In December of 2001 a new opera by Robert Wilson, based on Georg Büchner’s play Woyzeck with music by Tom Waits, came to the Théâtre de l’Europe in Paris. I am a great fan of Tom Waits, and was–at the time–living a kilometer from the theatre.
The advance tickets were sold out. I arrived early and queued up for will-call tickets. The will-call queue was extraordinarily long, especially for a matineé—we stretched far into the lobby and up the stairs, seated in order of arrival.
As I sat on the stairs, writing in my journal, I noticed a lovely young woman seated one step down from me. She was also writing in a journal, but her writing used a different alphabet from mine, an odd Cyrillic it seemed. I overheard her answer a question in distinctly North American English and, later, another in very serviceable French.
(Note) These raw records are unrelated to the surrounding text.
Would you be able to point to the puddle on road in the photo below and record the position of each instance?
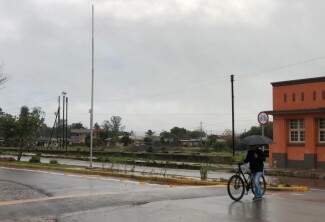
(13, 191)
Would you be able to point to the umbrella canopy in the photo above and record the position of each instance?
(256, 140)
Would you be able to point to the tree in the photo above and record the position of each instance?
(77, 126)
(150, 133)
(196, 134)
(166, 137)
(113, 128)
(8, 128)
(257, 130)
(28, 126)
(179, 133)
(126, 140)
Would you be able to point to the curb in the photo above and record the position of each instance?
(172, 181)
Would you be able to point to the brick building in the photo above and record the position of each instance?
(298, 124)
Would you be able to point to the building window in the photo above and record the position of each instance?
(296, 131)
(321, 130)
(314, 95)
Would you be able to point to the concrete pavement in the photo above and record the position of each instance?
(59, 197)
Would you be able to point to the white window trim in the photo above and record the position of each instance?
(319, 130)
(299, 130)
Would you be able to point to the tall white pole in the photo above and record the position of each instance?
(92, 84)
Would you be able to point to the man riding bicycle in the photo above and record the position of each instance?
(255, 157)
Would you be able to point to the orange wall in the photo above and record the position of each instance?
(306, 88)
(321, 153)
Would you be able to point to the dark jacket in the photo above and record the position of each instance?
(255, 158)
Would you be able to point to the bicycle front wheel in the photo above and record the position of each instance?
(236, 187)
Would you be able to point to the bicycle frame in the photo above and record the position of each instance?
(247, 181)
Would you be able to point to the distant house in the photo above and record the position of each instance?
(298, 124)
(78, 136)
(45, 141)
(192, 142)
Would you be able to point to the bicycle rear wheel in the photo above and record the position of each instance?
(236, 187)
(262, 185)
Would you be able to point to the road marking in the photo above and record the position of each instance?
(80, 176)
(14, 202)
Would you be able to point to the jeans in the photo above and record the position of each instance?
(257, 176)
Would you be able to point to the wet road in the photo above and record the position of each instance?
(59, 197)
(139, 169)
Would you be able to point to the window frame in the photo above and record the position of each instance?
(300, 131)
(320, 130)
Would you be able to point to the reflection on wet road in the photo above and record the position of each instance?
(79, 198)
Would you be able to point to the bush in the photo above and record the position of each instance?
(204, 172)
(35, 159)
(54, 162)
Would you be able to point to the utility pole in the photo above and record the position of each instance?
(233, 114)
(201, 132)
(63, 119)
(66, 127)
(92, 83)
(59, 121)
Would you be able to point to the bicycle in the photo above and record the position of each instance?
(239, 183)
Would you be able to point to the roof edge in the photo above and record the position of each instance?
(299, 81)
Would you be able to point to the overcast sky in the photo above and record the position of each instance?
(158, 64)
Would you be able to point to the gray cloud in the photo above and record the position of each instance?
(158, 63)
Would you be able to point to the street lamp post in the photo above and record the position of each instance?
(92, 84)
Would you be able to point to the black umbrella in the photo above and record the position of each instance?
(256, 140)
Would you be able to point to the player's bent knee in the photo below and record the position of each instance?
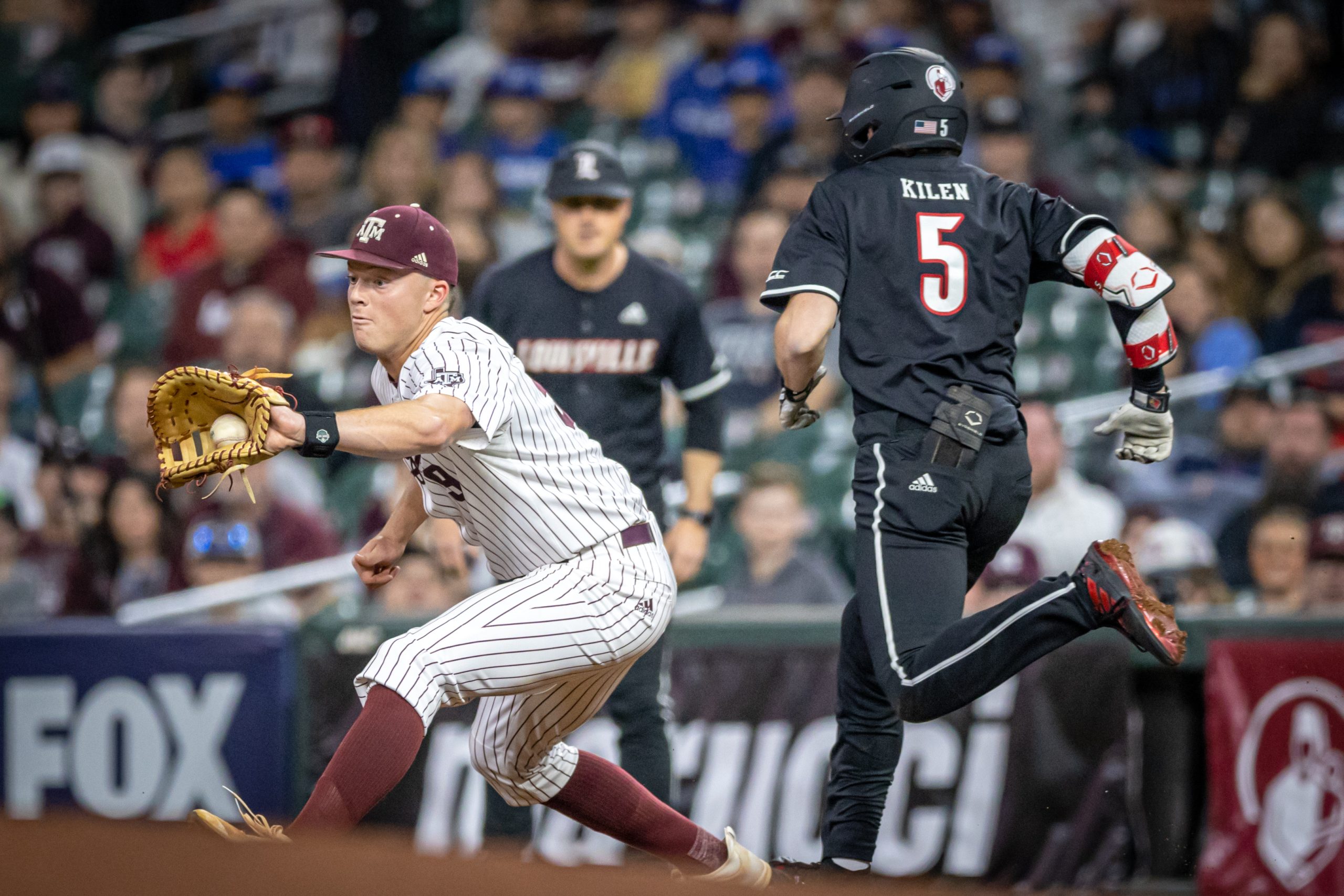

I couldn’t help myself. Her name was Lenka. She was from Belgrade, but she had an American mother and an aunt in Paris, from whom she had acquired her surprising linguistic versatility. She had hitchhiked to Paris to see the show, listening to Tom Waits the entire way. We chatted for the rest of our time in the queue, both despairing of missing out on the remaining will-call tickets.
When we arrived at the ticket counter they had only two tickets left, both in the grand box of the theatre. We each purchased a ticket and were treated to the best seats in the hall for something now worth around thirty-five euros.
The opera was fantastic, in turns dramatic and hypnotic, frenetic and heartbreakingly sad. We both wept during the final scenes, holding hands in a momentary bond of artistic solidarity.
After the opera, I helped her into her winter coat, donned my own, kissed her on both cheeks and departed. We never saw each other again, but I still feel a connection to her over this time and distance because of the experiences we shared that day.